Reaksi Koalisi Masyarakat Sipil

Dalam konferensi pers yang digelar pada Kamis (26/3/2026), Ikhsan Yosarie, peneliti HAM Setara Institute, menegaskan: “Agenda revitalisasi TNI yang mengandalkan peradilan militer justru memperkuat impunitas. Semua anggota militer yang terlibat tindak pidana umum wajib diadili di peradilan umum sesuai Ketetapan MPR No. VI dan VII Tahun 2000 serta UU TNI Pasal 65.” Ia menambahkan bahwa fungsi utama BAIS adalah mengamankan ancaman eksternal, bukan mengawasi atau menindak kritikus domestik.

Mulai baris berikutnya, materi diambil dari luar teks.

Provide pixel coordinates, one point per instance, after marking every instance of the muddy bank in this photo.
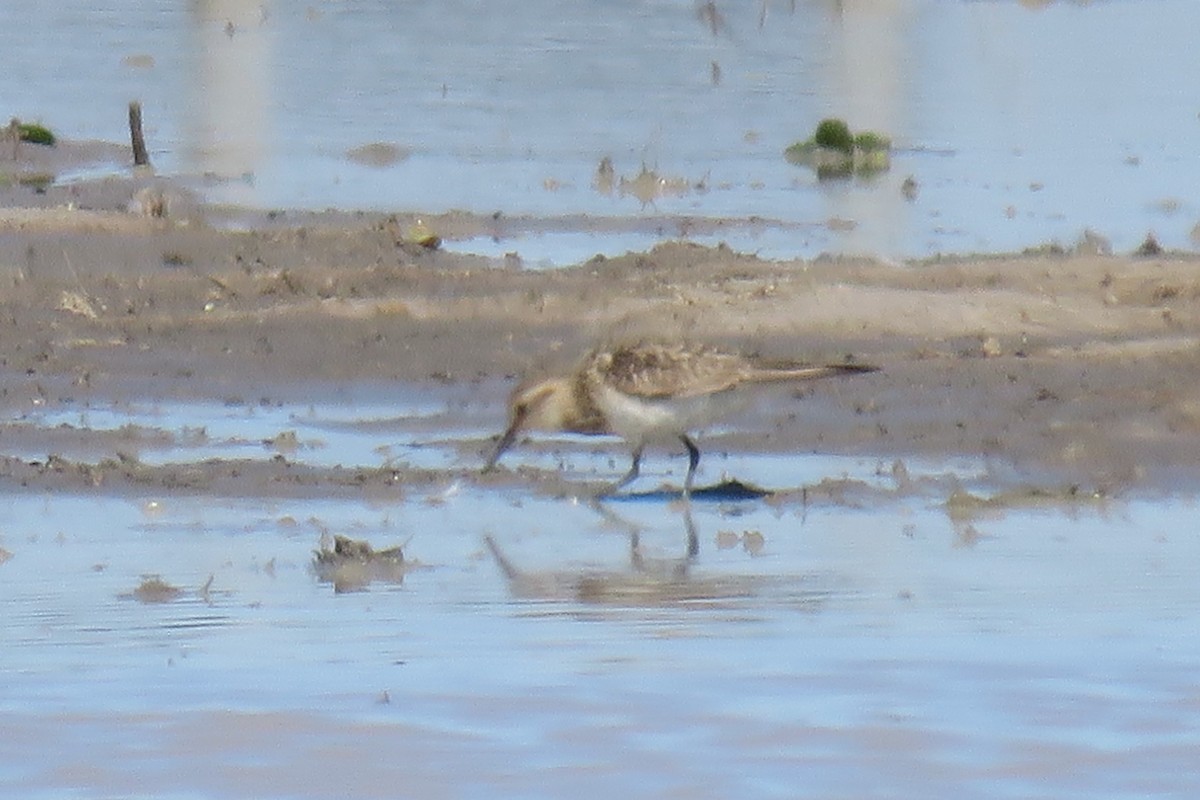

Koalisi menyoroti bahwa selama ini BAIS telah terlibat dalam sejumlah insiden, termasuk kerusuhan Agustus 2025, yang menunjukkan penyalahgunaan kewenangan intelijen strategis untuk menekan gerakan sipil. Menurut pernyataan koalisi, “Kritik dan perbedaan pendapat adalah bagian penting dari demokrasi, bukan ancaman keamanan nasional yang dapat dijustifikasi dengan operasi intelijen hitam.”

Tuntutan Utama Koalisi

  1. Tuntaskan kasus Andrie Yunus melalui peradilan umum.
  2. Proses hukum Kepala BAIS yang baru dicopot agar dapat dimintai pertanggungjawaban.
  3. Evaluasi dan pertanggungjawaban Menteri Pertahanan serta Panglima TNI terkait kebijakan penanganan kasus.
  4. Mengeluarkan militer dari jabatan sipil, termasuk posisi Letkol Tedy sebagai Sekretaris Kabinet.
  5. Reformasi peradilan militer agar anggota militer yang melakukan tindak pidana umum tunduk pada peradilan umum.
  6. Mengembalikan peran militer hanya pada tugas pertahanan, bukan pengamanan objek sipil atau demonstrasi.
  7. Menjadikan militer sebagai alat pertahanan negara, bukan instrumen rezim untuk proyek politik.
  8. Modernisasi alutsista secara transparan serta peningkatan kesejahteraan prajurit.
  9. Pembentukan tim reformasi TNI yang independen untuk mengawal agenda reformasi yang belum selesai.
  10. Reformasi khusus terhadap BAIS serta intelijen strategis secara keseluruhan.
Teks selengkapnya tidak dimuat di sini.